The University of Chicago’s Independent Student Newspaper since 1892

Chicago Maroon

The University of Chicago’s Independent Student Newspaper since 1892

Chicago Maroon

The University of Chicago’s Independent Student Newspaper since 1892

Chicago Maroon

Madonna halftime show: lots of material, little substance

Madonna’s halftime show was a glitzy, ultimately forgettable spectacle.

Hundreds of millions looked on as a muscled mass of oiled-up gladiators yanked an enormous winged figure onto the field this past Sunday night. If I had any doubts about the extravagance of Madonna’s performance at halftime for the Super Bowl, her entrance shut me up pretty quickly. She burst out of her feathered cocoon-carriage looking as fit as ever and gave a glitzy performance that, if nothing else, at least managed to avoid the now-feared wardrobe malfunction that Janet Jackson made infamous eight years ago.

Surrounded by a back-flipping gang of dancers, 53-year-old Madge, wearing an enormous horned helmet, put on a sparkly but ultimately forgettable show. Because she clearly lip-synced the entire performance (it was so obvious that I wished she hadn’t even had her prop microphone), I expected some spectacular dancing—come on, we all know the lady can move. However, she never really got past strutting across the stage, though a random man would occasionally lift her leg or give her a flip. There was a significant amount of leg lifting in this show.

As she Vogued her way up a flight of multicolored steps, she tripped (hey audience, there’s the cringe moment we were all secretly hoping for) and bared a little bit more skin than anyone wanted to see, but overall, she made it through the performance intact.

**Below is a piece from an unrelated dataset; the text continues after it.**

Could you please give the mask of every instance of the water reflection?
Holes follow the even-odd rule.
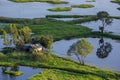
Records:
[[[96,55],[98,58],[106,58],[112,51],[112,45],[109,42],[105,42],[103,37],[99,40],[99,48],[97,48]]]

Rapid-fire artist appearances that were more disorienting than enjoyable characterized the rest of the show. What was LMFAO doing up there? (Please, Madonna, get off that young man’s zebra-clad shoulders.) Did M.I.A. do anything besides flip off the camera and curse? Why was Cee Lo Green wearing a floor-length black sequined frock, looking like a priest who had been attacked by Liberace? Aside from his performance, the only cameo I really enjoyed was Nicki Minaj’s, which lasted less than 30 seconds. The show’s most memorable moment came not from the Material Girl or her many friends, but from a man in a toga who danced on a tightrope. Now that was impressive. I’m not quite sure why Madonna pretended to shoot him.

Though Madonna’s new song fell miserably flat (how many times can you repeat, “L-U-V, Madonna, Y-O-U, you wanna”?), I was happy to hear some of her classics. I have a weakness for “Like a Prayer,” and she did the song justice with the help of a swaying choir and a lot of smoke. She almost won me over with that as her closing piece, but just as I started to think the show would end on a high note, the camera zoomed out to reveal a massive light display that read “World Peace.” Wait, what? Which part of the performance was supposed to promote peace—the drumline or the hip-swiveling cheerleaders? That was an abrupt and confusing end to a confusing show, and I couldn’t help but laugh as the million-dollar commercials kicked back in.

Overall, the performance was entertaining in its over-the-top production, but that’s about it. The whole thing was just glitzy and loud (and considering the venue, that might be just what everyone wanted). Nip-slip avoided, the act was an expensive and safe success that will be forgotten as soon as NBC stops apologizing to everyone for the one finger that stole the show.